Polrestabes Surabaya Bongkar Markas Scamming Internasional, 44 WNA dan WNI Diamankan

21 hours ago 18

Surabaya (pilar.id) – Polrestabes Surabaya Polda Jawa Timur membongkar jaringan kejahatan siber lintas negara yang menjalankan praktik penipuan online internasional atau scamming di sejumlah wilayah Indonesia. Dalam pengungkapan kasus tersebut, aparat mengamankan total 44 orang yang diduga terlibat dalam jaringan kriminal digital terorganisir.

Kasus ini terungkap setelah Polrestabes Surabaya menerima informasi dari Konsulat Jepang di Tokyo mengenai dua warga negara Jepang yang dilaporkan hilang dan diduga disekap di Indonesia. Informasi tersebut kemudian ditindaklanjuti melalui serangkaian penyelidikan intensif yang mengarah pada praktik penipuan digital berskala internasional.

Kapolrestabes Surabaya Kombes Pol Luthfi Sulistiawan menjelaskan, penyelidikan awal dilakukan di sebuah rumah di kawasan Dharma Husada Permai, Surabaya. Dari lokasi itu, polisi berhasil menemukan dua warga negara Jepang yang diduga menjadi korban penyekapan.

Selain menyelamatkan korban, petugas juga menemukan berbagai barang bukti yang berkaitan dengan aktivitas scamming, mulai dari perangkat elektronik, dokumen operasional, hingga perlengkapan pendukung yang diduga digunakan untuk menjalankan aksi penipuan online terhadap korban di luar negeri.

Terhubung Jaringan Kejahatan Lintas Negara

Dari hasil pengembangan di lokasi pertama, polisi menemukan indikasi kuat bahwa rumah tersebut bukan hanya tempat penyekapan, melainkan bagian dari pusat operasi jaringan penipuan internasional yang memiliki sistem kerja tertutup dan terorganisir.

Di lokasi tersebut, aparat juga mendapati sejumlah warga negara asing lain, termasuk warga negara China dan Jepang, serta dua warga negara Indonesia yang kini ikut diperiksa dalam proses penyidikan.

Kombes Pol Luthfi menyebut jaringan tersebut menjalankan operasinya secara berpindah-pindah dengan memanfaatkan rumah kontrakan sebagai markas sementara. Modus itu dilakukan untuk menghindari pelacakan aparat penegak hukum.

Tim kemudian melakukan pengembangan ke sejumlah titik lain di Surabaya, di antaranya kawasan Embong Kenongo dan Dharma Permai. Namun saat penggerebekan dilakukan, sebagian lokasi sudah ditinggalkan oleh para pelaku.

Meski demikian, polisi menemukan 24 koper di salah satu lokasi yang diduga menjadi petunjuk adanya perpindahan operator maupun penghuni jaringan scamming tersebut.

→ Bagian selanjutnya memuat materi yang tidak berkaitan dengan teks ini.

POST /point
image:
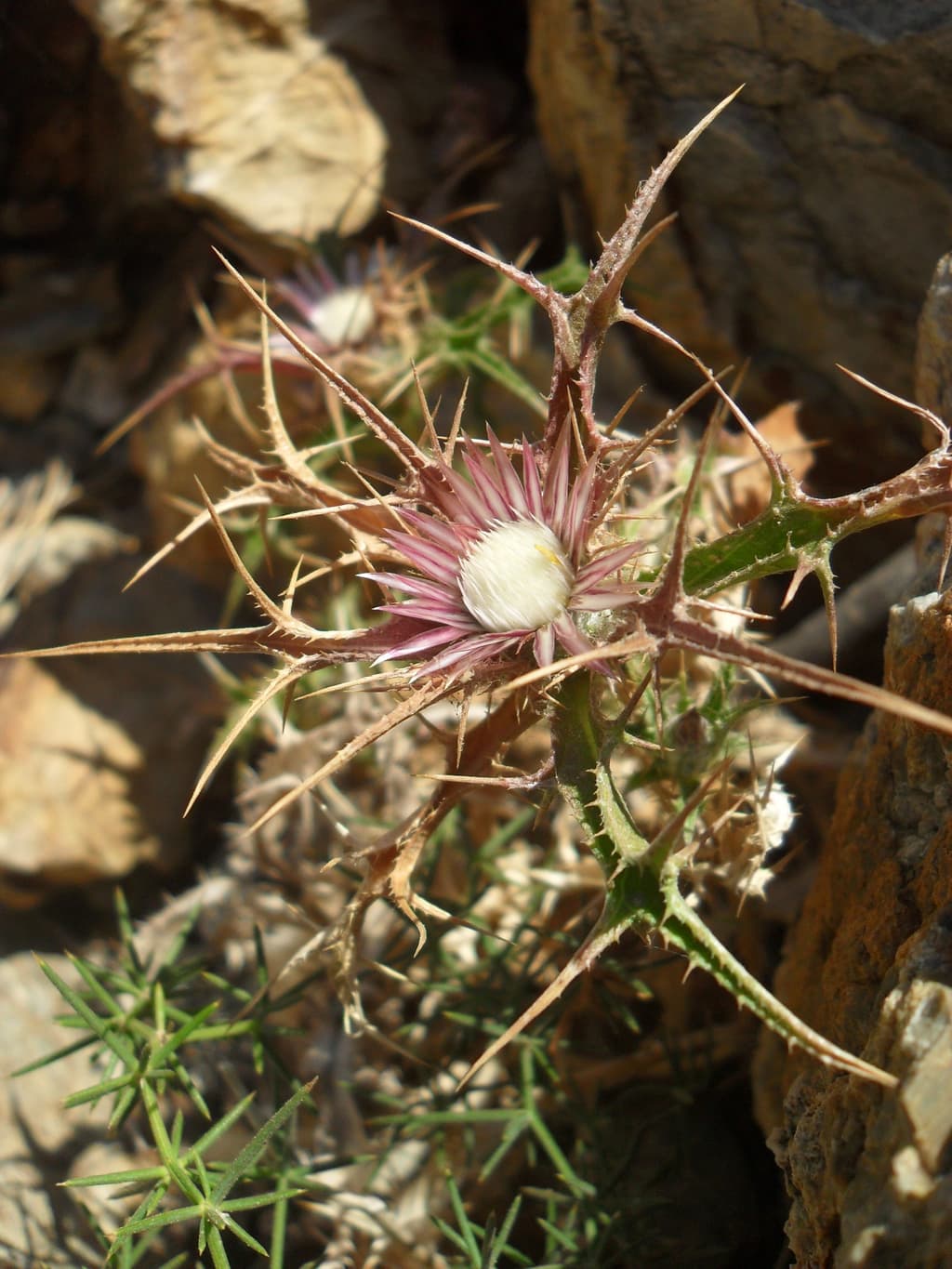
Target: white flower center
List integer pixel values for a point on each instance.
(343, 316)
(516, 577)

Pengembangan Hingga Bali dan Solo

Penyelidikan terus berkembang hingga ke Solo dan Bali. Dari hasil operasi lanjutan itu, polisi akhirnya mengamankan total 44 orang yang terdiri atas 30 warga negara China, tujuh warga negara Taiwan, empat warga negara Jepang, dan tiga warga negara Indonesia.

Menurut Kombes Pol Luthfi Sulistiawan, jaringan ini bekerja dengan pola profesional dan memiliki sistem operasi yang rapi. Para pelaku disebut berpindah lokasi secara berkala untuk mengurangi risiko terdeteksi aparat.

Karena melibatkan lintas negara, Polrestabes Surabaya menggandeng sejumlah instansi dan lembaga internasional dalam proses penyidikan. Beberapa pihak yang terlibat di antaranya Divisi Hubungan Internasional Polri, Interpol, Imigrasi, Kejaksaan Negeri Surabaya, hingga Konsulat Jenderal Jepang.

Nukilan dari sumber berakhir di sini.